Our models are served on HuggingFace. If you have trouble downloading HuggingFace models, this might help!!

export HF_ENDPOINT=https://hf-mirror.com

2. Vision

We use vision information to resolve problems as human being.

  • OCR. Since a lot of documents presented as images or at least be able to transform to image, OCR is a very essential and fundamental or even universal solution for text extraction.

        python deepdoc/vision/t_ocr.py --inputs=path_to_images_or_pdfs --output_dir=path_to_store_result
    

    The inputs could be directory to images or PDF, or an image or PDF. You can look into the folder 'path_to_store_result' where has images which demonstrate the positions of results, txt files which contain the OCR text.

  • Layout recognition. Documents from different domain may have various layouts, like, newspaper, magazine, book and résumé are distinct in terms of layout. Only when machine have an accurate layout analysis, it can decide if these text parts are successive or not, or this part needs Table Structure Recognition(TSR) to process, or this part is a figure and described with this caption. We have 10 basic layout components which covers most cases:

    • Text
    • Title
    • Figure
    • Figure caption
    • Table
    • Table caption
    • Header
    • Footer
    • Reference
    • Equation

    Have a try on the following command to see the layout detection results.

       python deepdoc/vision/t_recognizer.py --inputs=path_to_images_or_pdfs --threshold=0.2 --mode=layout --output_dir=path_to_store_result
    

    The inputs could be directory to images or PDF, or an image or PDF. You can look into the folder 'path_to_store_result' where has images which demonstrate the detection results as following:

  • Table Structure Recognition(TSR). Data table is a frequently used structure to present data including numbers or text. And the structure of a table might be very complex, like hierarchy headers, spanning cells and projected row headers. Along with TSR, we also reassemble the content into sentences which could be well comprehended by LLM. We have five labels for TSR task:

    • Column
    • Row
    • Column header
    • Projected row header
    • Spanning cell

    Have a try on the following command to see the layout detection results.

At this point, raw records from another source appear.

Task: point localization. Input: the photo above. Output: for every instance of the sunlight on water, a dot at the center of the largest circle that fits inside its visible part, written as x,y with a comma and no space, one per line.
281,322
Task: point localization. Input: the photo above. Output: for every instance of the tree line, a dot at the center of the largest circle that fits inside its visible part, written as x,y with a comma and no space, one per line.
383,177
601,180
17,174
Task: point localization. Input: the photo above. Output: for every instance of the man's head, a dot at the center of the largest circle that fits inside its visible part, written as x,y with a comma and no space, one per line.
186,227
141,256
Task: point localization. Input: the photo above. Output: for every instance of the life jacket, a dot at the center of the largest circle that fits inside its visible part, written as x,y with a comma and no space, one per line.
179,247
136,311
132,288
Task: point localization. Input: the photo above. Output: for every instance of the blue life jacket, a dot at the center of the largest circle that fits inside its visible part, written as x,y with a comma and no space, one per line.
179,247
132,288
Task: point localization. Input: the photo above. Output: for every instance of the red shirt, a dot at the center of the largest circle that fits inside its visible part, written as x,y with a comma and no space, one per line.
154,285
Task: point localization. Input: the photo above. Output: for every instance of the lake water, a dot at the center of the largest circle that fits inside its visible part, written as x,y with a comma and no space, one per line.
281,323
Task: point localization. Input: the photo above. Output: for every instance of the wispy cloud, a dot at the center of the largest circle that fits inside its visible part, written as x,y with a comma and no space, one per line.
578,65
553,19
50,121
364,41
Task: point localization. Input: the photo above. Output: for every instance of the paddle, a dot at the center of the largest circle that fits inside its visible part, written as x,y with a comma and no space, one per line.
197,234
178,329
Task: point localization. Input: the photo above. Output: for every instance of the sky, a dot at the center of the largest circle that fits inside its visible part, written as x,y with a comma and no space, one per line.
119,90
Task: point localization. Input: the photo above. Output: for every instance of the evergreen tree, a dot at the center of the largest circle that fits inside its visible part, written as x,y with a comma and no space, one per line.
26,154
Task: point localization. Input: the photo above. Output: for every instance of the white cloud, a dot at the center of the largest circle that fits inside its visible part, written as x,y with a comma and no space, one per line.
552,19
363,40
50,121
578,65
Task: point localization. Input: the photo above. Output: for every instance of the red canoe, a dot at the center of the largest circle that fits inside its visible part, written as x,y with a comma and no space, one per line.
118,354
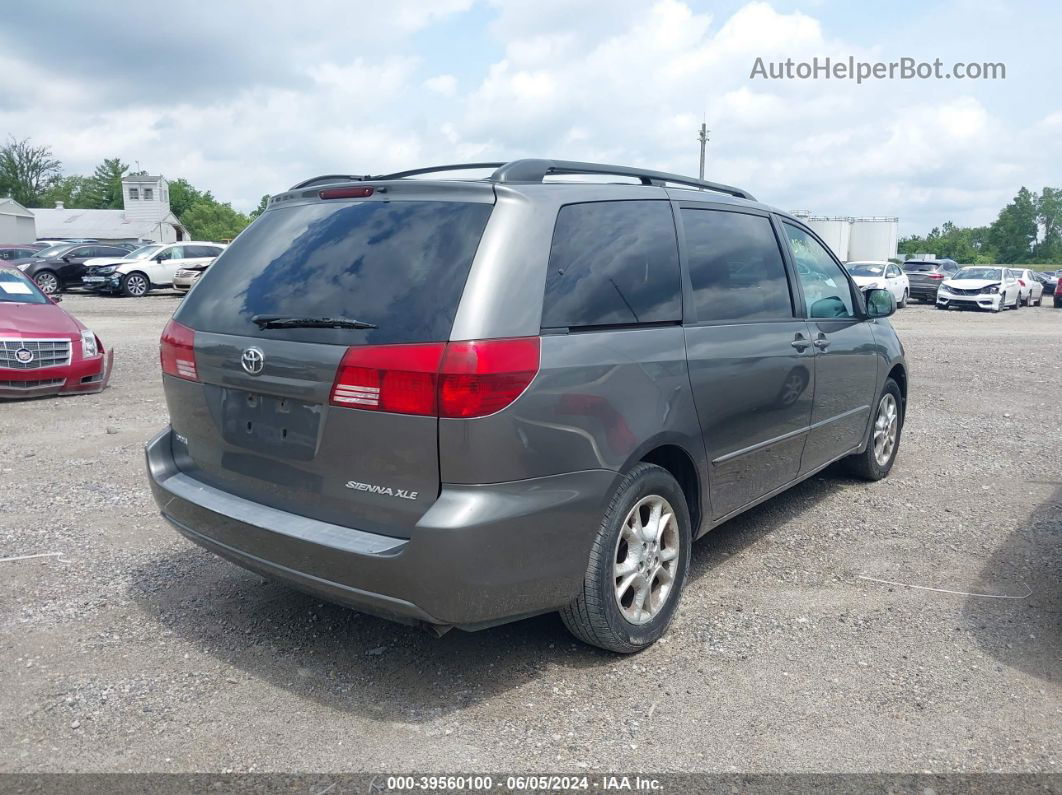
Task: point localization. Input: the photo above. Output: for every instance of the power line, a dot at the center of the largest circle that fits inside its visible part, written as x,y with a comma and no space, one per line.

       python deepdoc/vision/t_recognizer.py --inputs=path_to_images_or_pdfs --threshold=0.2 --mode=tsr --output_dir=path_to_store_result
    

    The inputs could be directory to images or PDF, or an image or PDF. You can look into the folder 'path_to_store_result' where has both images and html pages which demonstrate the detection results as following:

  • Table Auto-Rotation. For scanned PDFs where tables may be incorrectly oriented (rotated 90°, 180°, or 270°), the PDF parser automatically detects the best rotation angle using OCR confidence scores before performing table structure recognition. This significantly improves OCR accuracy and table structure detection for rotated tables.

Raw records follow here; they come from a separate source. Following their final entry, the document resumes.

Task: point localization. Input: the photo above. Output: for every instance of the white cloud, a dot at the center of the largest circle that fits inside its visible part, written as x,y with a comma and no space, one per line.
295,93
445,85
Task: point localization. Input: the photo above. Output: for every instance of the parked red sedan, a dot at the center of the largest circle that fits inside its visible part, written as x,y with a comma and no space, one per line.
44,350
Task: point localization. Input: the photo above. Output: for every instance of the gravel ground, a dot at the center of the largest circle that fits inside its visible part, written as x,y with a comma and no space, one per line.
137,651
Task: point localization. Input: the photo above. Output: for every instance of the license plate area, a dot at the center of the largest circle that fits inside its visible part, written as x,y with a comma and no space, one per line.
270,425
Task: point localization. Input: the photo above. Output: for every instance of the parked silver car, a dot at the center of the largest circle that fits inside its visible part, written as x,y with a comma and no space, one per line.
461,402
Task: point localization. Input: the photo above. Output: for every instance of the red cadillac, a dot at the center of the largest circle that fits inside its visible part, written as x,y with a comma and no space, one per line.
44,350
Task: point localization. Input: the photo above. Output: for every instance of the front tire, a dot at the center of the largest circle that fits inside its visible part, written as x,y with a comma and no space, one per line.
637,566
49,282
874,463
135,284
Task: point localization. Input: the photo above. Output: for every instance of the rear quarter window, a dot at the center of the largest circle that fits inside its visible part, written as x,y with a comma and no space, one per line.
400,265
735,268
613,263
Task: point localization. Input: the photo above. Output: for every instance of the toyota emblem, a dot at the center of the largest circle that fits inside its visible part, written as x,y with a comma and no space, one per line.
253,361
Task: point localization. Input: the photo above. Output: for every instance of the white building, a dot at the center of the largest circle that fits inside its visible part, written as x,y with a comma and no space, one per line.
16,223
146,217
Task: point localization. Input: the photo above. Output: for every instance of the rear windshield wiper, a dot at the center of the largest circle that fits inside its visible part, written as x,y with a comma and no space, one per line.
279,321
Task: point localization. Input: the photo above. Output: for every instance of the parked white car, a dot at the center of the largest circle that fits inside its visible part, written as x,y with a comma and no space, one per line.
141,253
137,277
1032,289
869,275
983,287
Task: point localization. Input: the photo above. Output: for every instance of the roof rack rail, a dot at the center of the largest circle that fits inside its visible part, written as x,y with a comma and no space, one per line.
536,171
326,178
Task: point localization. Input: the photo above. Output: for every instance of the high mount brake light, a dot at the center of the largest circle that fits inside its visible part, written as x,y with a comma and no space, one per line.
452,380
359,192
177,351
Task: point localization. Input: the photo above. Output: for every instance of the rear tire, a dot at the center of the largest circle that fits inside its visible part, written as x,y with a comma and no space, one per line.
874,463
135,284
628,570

    The feature evaluates 4 rotation angles (0°, 90°, 180°, 270°) and selects the one with highest OCR confidence. After determining the best orientation, it re-performs OCR on the correctly rotated table image.

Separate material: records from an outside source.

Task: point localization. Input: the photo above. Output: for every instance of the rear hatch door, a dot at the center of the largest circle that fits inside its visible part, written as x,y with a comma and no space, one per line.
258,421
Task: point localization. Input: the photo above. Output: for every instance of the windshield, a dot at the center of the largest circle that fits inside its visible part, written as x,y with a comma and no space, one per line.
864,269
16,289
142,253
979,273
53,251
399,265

    This feature is enabled by default. You can control it via environment variable:

    # Disable table auto-rotation
    export TABLE_AUTO_ROTATE=false
    
    # Enable table auto-rotation (default)
    export TABLE_AUTO_ROTATE=true
    

    Or via API parameter:

    from deepdoc.parser import PdfParser
    
    parser = PdfParser()
    # Disable auto-rotation for this call
    boxes, tables = parser(pdf_path, auto_rotate_tables=False)
    

3. Parser

Four kinds of document formats as PDF, DOCX, EXCEL and PPT have their corresponding parser. The most complex one is PDF parser since PDF's flexibility. The output of PDF parser includes:

  • Text chunks with their own positions in PDF(page number and rectangular positions).
  • Tables with cropped image from the PDF, and contents which has already translated into natural language sentences.
  • Figures with caption and text in the figures.

Résumé

The résumé is a very complicated kind of document. A résumé which is composed of unstructured text with various layouts could be resolved into structured data composed of nearly a hundred of fields. We haven't opened the parser yet, as we open the processing method after parsing procedure.